Altered liver function in diabetes: model experiments with aminopyrine in the rat.

The aminopyrine breath test is a valuable quantitative liver function test. However, it may be influenced by factors not related primarily to liver disease. For instance, it has been published that diabetes affects microsomal demethylation of aminopyrine in vitro. The relevance of these findings for the in vivo situation, however, is ill defined. Aminopyrine disposition was evaluated, therefore, by performing an in vivo-in vitro comparison of its kinetics in control, diabetic and insulin-treated diabetic rats. Diabetes was induced by streptozotocin (75 mg/kg i.v.). A tracer dose of [14C]aminopyrine was injected i.p. (40 mu Ci/kg, 0.7 mg/kg) and the kinetics of 14CO2 in breath as well as disappearance of aminopyrine in blood were followed simultaneously for 2 hr.
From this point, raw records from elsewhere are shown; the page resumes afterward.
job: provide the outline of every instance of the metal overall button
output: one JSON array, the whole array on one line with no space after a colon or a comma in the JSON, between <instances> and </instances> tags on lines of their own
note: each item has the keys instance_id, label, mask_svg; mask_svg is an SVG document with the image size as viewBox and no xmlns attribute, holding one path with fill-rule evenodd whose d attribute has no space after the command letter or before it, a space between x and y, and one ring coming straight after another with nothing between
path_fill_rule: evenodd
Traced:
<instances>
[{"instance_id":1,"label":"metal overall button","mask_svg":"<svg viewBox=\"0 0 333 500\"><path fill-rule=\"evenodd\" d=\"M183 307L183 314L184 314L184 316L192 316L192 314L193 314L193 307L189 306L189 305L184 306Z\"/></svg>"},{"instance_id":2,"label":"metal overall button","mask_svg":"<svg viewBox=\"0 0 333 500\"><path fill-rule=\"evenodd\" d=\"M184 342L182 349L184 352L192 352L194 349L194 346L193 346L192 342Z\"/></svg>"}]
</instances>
Diabetes increased the 14CO2 elimination rate constant in breath by 90%, whereas total recovery of 14CO2 in breath was decreased by 30% (P less than .001). Aminopyrine clearance in blood was doubled in diabetic rats compared to control (48.9 +/- 11.3 vs. 21.4 +/- 3.3 ml/min X kg, P less than .001). This was due to an increased volume of distribution (1.99 +/- 0.31 in diabetic rats vs. 0.96 +/- 0.11 liters/kg in control). In vitro aminopyrine kinetics in hepatic microsomal preparations showed a 52% higher Vmax of aminopyrine demethylase in D (P less than .001), whereas Km remained unchanged. The diabetes-induced changes were reversible by insulin. It is concluded that diabetes alters the aminopyrine breath test by interfering with demethylation rate and distribution of aminopyrine, and by changing the fate of the cleaved C1-fragments.